この3つ目の湖のそばにロッジが立ち並ぶゴーキョ(Gokyo:4750m)の集落がある。
思ったよりロッジの数が多く、一番高台に立つゴーキョリゾート:Gokyo Resort(1泊200ルピー)を今日の宿にする。
湖と山が目の前に広がり、それが部屋の窓からも一望できる。
数十人単位での宿泊が可能で、本屋・駄菓子屋・ベーカリーを併設している。
高度を上げた影響は少なからず出ているようで、今日は自重しなければと思う。
あまりに日差しが強いのでサングラスをかける。サングラス越しに山を見ると氷河が淡い透き通った青で美しい。
宿の主人に勧められて宿の裏の丘を登る。
この丘の向こうはエベレスト方面から流れ下る巨大な氷河で、この丘も盛り上がった氷河の川岸である。
氷河は一面に砂れきと氷で灰白色一色の、モノトーンの世界である。
丘の上に女性の先客がひとり。お互いにっこり目配せするだけでほとんど言葉は交わさず、ただこの眺望を共有する。
氷河がどこまでも続くさまはちょっとこの星の光景とは思えなかった。
氷河に陽光が当たると天然石のような輝きを放ち、美しい。
時折氷の割れる大きな音が響く。この氷河が溶けたら、簡単に丘を乗り越えて集落をひと飲みにするだろう。

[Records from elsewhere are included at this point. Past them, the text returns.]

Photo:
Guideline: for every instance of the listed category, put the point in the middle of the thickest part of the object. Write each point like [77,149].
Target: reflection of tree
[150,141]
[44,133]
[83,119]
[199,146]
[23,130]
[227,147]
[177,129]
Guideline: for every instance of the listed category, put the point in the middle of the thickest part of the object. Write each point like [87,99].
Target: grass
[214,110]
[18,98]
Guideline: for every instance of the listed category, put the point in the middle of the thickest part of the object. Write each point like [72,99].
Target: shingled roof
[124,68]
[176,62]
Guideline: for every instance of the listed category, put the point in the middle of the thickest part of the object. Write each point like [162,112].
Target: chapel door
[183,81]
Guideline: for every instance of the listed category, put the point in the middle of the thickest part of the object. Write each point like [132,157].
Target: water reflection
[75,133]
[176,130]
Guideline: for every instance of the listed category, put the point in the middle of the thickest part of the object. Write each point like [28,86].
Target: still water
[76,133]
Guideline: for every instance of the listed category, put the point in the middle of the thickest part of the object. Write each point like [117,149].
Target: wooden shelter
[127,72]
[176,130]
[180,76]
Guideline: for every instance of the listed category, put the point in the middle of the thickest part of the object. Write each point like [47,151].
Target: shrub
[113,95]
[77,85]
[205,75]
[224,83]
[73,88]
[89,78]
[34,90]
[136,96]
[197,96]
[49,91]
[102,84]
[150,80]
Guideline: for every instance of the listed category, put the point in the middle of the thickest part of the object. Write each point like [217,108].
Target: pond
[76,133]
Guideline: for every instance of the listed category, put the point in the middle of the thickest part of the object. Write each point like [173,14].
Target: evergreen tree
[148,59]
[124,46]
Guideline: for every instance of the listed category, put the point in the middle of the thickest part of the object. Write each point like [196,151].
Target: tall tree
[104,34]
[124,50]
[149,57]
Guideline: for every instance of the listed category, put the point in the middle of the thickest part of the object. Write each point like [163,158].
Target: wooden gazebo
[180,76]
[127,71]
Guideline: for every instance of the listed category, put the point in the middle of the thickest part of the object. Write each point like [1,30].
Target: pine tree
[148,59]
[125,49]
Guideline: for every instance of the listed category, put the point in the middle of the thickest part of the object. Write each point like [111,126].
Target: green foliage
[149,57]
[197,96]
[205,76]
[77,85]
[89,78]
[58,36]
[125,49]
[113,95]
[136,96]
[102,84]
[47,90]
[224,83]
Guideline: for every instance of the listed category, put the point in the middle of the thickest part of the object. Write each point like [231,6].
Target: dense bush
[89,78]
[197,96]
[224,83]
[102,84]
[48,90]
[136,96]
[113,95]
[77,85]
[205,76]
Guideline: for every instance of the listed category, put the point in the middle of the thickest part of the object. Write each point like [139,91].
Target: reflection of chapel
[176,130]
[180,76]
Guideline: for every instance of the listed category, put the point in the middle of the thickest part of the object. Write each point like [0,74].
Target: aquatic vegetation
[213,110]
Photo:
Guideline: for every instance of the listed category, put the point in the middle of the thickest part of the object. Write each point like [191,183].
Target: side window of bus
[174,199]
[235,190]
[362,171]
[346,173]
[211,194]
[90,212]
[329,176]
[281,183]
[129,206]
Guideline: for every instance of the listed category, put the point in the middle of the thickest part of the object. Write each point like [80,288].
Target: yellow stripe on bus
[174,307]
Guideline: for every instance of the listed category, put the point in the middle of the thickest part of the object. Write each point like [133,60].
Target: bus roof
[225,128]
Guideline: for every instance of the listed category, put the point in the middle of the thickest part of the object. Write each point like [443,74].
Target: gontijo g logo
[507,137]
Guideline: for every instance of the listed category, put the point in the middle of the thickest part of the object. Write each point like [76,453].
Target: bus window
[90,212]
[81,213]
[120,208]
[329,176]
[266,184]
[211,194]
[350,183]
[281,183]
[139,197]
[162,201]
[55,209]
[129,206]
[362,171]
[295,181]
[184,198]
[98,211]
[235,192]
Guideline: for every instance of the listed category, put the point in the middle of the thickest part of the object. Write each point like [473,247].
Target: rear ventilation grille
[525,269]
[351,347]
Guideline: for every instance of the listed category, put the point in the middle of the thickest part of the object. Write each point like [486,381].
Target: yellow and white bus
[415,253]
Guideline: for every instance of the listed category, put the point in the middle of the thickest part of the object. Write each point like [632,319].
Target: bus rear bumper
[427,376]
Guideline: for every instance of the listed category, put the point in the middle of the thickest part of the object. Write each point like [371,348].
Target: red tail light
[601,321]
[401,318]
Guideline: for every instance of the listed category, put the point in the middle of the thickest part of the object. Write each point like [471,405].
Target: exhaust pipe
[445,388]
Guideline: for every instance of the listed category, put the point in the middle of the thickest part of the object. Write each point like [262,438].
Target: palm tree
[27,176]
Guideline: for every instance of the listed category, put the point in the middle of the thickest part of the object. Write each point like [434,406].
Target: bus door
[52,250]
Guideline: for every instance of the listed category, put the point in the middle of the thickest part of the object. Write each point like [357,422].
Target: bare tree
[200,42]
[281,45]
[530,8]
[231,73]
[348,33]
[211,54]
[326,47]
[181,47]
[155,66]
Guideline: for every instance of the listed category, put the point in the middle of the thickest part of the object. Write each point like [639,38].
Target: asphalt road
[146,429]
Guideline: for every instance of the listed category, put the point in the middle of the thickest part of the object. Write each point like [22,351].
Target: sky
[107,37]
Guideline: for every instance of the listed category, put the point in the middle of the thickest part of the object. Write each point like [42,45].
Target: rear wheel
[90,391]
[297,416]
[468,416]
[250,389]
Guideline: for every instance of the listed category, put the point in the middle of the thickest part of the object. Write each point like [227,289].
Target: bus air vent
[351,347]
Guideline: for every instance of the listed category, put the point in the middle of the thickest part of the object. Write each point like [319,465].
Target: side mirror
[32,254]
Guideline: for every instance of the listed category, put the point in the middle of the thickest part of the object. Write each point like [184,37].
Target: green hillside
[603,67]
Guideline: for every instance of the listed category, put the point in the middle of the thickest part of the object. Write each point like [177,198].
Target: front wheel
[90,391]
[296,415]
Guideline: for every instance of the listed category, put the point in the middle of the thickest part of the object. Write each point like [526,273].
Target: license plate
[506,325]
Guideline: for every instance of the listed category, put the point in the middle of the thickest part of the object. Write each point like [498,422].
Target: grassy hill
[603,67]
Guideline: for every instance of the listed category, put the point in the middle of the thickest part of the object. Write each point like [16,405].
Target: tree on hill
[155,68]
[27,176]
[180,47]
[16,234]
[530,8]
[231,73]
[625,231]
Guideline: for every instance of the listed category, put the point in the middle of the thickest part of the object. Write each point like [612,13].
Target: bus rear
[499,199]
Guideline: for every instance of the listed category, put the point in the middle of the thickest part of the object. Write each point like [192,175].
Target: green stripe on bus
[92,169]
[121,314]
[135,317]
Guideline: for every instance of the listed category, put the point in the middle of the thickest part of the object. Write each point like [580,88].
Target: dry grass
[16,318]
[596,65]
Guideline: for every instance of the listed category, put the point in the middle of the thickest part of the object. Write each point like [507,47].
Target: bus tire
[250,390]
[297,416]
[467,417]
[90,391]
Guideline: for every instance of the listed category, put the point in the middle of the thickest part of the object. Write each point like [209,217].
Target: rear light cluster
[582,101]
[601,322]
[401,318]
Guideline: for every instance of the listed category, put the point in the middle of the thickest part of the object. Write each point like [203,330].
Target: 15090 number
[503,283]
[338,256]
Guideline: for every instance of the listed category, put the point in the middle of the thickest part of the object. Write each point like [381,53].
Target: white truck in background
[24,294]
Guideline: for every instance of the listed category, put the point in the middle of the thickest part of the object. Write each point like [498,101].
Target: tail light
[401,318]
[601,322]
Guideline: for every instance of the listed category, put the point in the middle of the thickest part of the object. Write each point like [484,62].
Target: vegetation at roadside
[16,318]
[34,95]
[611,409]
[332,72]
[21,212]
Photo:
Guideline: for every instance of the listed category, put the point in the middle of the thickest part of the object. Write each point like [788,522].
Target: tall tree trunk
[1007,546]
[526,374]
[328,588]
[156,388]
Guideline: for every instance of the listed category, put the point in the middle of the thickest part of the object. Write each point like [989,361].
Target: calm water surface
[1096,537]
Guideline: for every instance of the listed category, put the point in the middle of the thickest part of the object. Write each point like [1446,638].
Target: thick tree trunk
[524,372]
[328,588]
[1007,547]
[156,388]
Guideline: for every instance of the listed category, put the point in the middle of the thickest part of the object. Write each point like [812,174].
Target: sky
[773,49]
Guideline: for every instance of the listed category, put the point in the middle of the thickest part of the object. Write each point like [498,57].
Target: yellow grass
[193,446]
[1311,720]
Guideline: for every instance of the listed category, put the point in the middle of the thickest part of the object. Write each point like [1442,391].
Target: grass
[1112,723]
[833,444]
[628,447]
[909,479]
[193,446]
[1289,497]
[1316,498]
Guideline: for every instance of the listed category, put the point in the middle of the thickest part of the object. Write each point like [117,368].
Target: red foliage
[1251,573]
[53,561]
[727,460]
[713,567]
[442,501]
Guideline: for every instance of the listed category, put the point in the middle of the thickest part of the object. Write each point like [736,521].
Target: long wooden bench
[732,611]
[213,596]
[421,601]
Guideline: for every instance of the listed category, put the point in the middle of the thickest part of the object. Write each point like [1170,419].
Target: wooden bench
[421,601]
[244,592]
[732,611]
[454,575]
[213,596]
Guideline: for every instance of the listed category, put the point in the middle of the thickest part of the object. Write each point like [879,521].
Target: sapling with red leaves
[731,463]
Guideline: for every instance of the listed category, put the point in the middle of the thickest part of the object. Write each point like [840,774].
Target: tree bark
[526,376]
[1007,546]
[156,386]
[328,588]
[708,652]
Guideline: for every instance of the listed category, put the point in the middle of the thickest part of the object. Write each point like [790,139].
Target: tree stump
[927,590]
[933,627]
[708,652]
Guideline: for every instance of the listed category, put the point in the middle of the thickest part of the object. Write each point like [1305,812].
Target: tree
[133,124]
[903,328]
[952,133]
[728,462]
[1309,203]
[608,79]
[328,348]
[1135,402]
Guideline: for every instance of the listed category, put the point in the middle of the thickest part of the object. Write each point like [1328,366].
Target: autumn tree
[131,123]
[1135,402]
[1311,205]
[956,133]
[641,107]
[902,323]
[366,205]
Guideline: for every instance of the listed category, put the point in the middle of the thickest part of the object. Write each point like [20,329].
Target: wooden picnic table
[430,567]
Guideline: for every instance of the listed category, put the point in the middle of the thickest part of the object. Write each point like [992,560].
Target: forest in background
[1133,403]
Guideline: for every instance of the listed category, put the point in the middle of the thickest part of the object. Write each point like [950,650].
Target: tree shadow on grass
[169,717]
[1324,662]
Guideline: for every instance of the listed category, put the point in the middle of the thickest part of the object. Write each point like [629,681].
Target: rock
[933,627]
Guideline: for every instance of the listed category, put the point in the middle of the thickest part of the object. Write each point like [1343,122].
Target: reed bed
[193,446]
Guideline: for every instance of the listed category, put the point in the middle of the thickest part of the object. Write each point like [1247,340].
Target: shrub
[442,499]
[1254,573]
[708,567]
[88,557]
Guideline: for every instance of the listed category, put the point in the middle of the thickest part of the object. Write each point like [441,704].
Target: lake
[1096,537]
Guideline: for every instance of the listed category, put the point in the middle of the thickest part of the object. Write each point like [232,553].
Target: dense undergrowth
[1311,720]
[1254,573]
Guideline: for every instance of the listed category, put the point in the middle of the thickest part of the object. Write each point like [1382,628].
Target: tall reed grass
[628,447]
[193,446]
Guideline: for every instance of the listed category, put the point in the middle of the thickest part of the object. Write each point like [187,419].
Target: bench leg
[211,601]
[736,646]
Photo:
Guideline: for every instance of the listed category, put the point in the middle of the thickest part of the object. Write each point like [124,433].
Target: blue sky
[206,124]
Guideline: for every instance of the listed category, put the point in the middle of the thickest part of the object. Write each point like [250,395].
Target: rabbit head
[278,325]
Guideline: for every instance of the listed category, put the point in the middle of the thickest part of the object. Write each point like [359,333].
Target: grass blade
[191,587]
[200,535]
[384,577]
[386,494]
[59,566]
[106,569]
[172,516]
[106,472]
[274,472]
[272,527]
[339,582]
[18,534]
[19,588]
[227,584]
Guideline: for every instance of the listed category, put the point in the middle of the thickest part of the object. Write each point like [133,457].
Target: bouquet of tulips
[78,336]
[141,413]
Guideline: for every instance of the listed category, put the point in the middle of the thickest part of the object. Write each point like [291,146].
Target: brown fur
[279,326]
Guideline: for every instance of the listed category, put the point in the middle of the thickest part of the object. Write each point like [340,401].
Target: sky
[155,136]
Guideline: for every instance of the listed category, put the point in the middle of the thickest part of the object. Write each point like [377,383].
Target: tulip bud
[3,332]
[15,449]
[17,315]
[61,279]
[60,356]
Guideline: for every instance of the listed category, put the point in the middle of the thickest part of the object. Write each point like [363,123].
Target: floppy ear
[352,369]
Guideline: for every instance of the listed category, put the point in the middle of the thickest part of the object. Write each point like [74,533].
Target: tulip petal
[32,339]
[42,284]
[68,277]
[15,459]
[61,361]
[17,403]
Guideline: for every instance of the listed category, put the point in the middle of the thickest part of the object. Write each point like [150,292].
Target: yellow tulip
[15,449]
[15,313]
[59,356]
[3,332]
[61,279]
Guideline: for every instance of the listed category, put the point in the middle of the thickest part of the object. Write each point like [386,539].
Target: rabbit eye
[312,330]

丘から氷河の反対側を見ると、湖から山にかけての景色が美しい。
ゴーキョに対してはもっと荒涼としたイメージを抱いていたが、緑こそ無いものの湖もありどこかヨーロッパリゾートの趣きがある。宿の主人も何年も前にそこに目をつけ、ここはリゾート地として開発していかなければならないと思ったのだそうだ。
夕食後、うつらうつらして起きるとまた軽い頭痛がする。眠ると呼吸が浅くなり、高山病が誘発されるのだ。とにかく行動(と呼吸)には注意しなければ。
夕方以降、湖から発生した霧があたり一帯に立ち込め、夜半を過ぎても晴れることはなかった。